Unless they pull off yet another breakthrough, I don’t think they have much of a great future
Just partner with Deepseek
Regardless of what happens, I think Sam needs to bench press.
This is almost certainly itself an AI written article.
I mean, obviously? There is no good reason to go all in on OpenAI for Microsoft?
Also a bit hyperbolic. I'm sure there are good reasons Microsoft would want to build it's own products on top of their own models and have more fine control of things. That doesn't mean they are plotting a future where they do nothing at all with OpenAI.
Meanwhile I'm enjoying a present without Microsoft.
Ballmer would have caught this earlier.
Watch.
Nadella will not steer this correctly
Suleyman is a fraud lol
..embrace extinguish
Maybe I'm just cynical, but I wonder how much of this initiative and energy is driven by people at Microsoft who want their own star to rise higher than it can when it's bound by a third-party technology.
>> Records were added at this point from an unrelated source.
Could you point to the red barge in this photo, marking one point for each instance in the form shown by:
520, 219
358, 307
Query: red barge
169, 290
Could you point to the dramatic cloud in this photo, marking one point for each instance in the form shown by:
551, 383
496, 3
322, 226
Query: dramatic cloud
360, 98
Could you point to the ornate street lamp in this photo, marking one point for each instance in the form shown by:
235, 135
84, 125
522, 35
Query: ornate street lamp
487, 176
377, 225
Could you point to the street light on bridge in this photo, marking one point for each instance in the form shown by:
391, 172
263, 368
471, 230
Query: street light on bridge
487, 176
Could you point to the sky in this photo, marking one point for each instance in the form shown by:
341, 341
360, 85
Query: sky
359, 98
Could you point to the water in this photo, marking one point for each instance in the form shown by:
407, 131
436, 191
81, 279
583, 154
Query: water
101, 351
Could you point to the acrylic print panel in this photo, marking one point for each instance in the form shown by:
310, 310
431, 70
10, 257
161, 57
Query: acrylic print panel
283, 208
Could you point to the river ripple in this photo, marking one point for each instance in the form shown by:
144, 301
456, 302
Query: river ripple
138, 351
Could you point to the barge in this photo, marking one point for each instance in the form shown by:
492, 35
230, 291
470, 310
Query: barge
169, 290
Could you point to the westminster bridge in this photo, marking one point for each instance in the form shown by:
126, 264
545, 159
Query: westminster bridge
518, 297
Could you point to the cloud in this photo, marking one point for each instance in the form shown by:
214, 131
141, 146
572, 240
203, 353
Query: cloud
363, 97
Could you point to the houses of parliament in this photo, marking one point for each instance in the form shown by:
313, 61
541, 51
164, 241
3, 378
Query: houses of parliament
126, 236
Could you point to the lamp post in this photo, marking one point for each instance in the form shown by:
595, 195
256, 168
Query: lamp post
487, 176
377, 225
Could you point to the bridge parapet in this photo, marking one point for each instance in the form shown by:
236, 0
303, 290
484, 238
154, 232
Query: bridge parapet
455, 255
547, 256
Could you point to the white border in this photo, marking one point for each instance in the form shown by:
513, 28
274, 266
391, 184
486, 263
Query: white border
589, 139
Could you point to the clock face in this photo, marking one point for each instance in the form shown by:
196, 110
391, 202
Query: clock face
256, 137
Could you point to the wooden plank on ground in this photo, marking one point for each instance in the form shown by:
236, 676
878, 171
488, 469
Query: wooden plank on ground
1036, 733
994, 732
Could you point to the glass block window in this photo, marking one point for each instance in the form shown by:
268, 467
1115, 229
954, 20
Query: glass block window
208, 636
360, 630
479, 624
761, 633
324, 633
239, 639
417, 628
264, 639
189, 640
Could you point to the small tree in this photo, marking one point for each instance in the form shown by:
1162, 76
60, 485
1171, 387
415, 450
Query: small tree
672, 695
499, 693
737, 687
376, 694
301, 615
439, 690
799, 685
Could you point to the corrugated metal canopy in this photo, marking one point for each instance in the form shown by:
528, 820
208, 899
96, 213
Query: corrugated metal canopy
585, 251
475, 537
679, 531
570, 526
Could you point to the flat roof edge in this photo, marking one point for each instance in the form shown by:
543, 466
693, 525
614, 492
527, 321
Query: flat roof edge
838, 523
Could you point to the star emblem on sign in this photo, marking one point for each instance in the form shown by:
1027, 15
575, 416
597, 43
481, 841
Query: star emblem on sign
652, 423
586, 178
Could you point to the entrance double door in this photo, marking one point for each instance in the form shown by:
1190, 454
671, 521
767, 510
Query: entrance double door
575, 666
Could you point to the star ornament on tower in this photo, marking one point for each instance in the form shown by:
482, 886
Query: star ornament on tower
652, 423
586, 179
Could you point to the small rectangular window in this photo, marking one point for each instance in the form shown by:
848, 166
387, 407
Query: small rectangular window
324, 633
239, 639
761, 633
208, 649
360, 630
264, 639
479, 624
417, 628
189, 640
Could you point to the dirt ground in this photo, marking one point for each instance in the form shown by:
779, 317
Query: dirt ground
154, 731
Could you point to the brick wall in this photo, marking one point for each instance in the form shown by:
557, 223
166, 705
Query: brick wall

I feel like this is something I've seen a fair amount in my career. About seven years ago, when Google was theoretically making a big push to stage Angular on par with React, I remember complaining that the documentation for the current major version of Angular wasn't nearly good enough to meet this stated goal. My TL at the time laughed and said the person who spearheaded that initiative was already living large in their mansion on the hill and didn't give a flying f about the fate of Angular now.